Depuis des années, Elon Musk ne cesse d’alimenter le mythe de la conquête martienne, présentant Mars comme la porte de secours pour l’humanité en cas de catastrophe terrestre. Un rêve qu’un astrophysicien vient d’anéantir. Adam Becker, astrophysicien et auteur, rappelle que, même ravagée par les pires scénarios, la Terre conserverait des avantages naturels qui rendraient tout exil vers Mars vain et périlleux.
Interrogé par le magazine Rolling Stone, l’astrophysicien est clair : vouloir fuir vers Mars en cas de catastrophe revient à « l’une des choses les plus stupides que quelqu’un puisse dire ». Pour renforcer son argumentation, Becker imagine trois scénarios dignes des plus grands films d’apocalypse :
- un astéroïde géant comme celui qui a causé la fin des dinosaures
- l’explosion simultanée de toutes les armes nucléaires
- un réchauffement climatique devenu incontrôlable
Dans chacun de ces cas, insiste-t-il, la Terre, serait toujours plus hospitalière que Mars. Pourquoi ? Parce que notre planète possède des atouts fondamentaux : une atmosphère respirable (même dégradée), une gravité adaptée au corps humain, de l’eau accessible, et un champ magnétique qui nous protège efficacement des rayonnements cosmiques. En comparaison, Mars reste un désert glacial où la vie ne serait possible qu’en caissons pressurisés, sous la menace permanente d’une panne fatale.
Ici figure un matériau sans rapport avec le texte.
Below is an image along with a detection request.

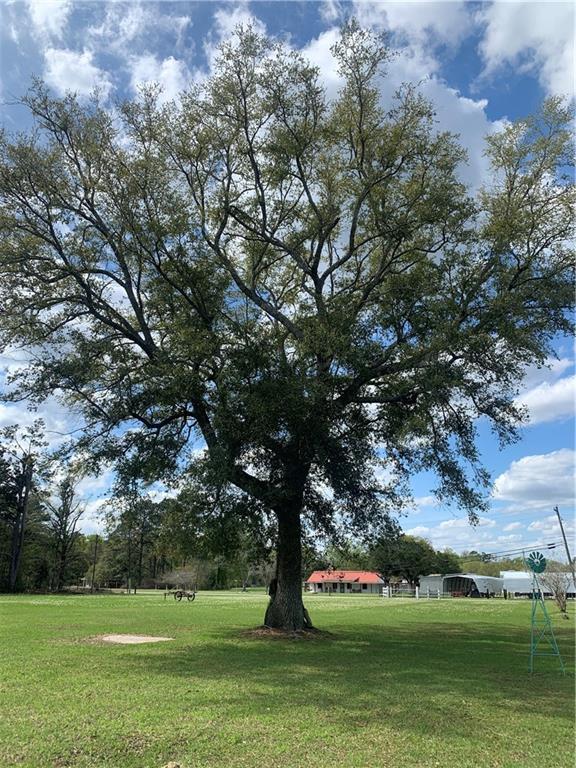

Sur Mars, aucune erreur n’est permise : la moindre faille technique signifierait une mort rapide. Sur Terre, même dans le chaos, des poches de vie resteraient possibles, avec l’espoir d’une reconstruction.
Le mirage de la terraformation
Face aux limites de Mars, Elon Musk propose parfois des scénarios de terraformation : explosion des pôles, miroirs spatiaux, serres géantes… mais pour Becker, ce sont autant de chimères. Pour rendre Mars viable, il faudrait non seulement épaissir son atmosphère, mais aussi générer un bouclier magnétique protecteur et accroître la température globale.
Or, même avec toutes les ressources connues, la pression atmosphérique n’atteindrait que 7% de celle de la Terre : insuffisant pour y marcher sans combinaison. Le coût énergétique, logistique et humain d’une telle entreprise serait titanesque, sans même parler des risques à 55 millions de kilomètres de tout secours.
Becker résume ainsi la situation : vouloir s’exiler sur Mars reviendrait à quitter un hôpital sinistré pour tenter de survivre dans un désert radioactif sans oxygène. Mieux vaut, selon lui, investir dans la réparation de notre monde, aussi blessé soit-il.
- Un astrophysicien affirme que même après une apocalypse, la Terre resterait plus habitable que Mars
- Les conditions martiennes sont tellement hostiles (atmosphère, température, radiation) que toute tentative de colonisation relèverait du suicide technologique
- La priorité doit rester la préservation et la réparation de notre planète, plutôt que d’investir dans une évasion vers Mars.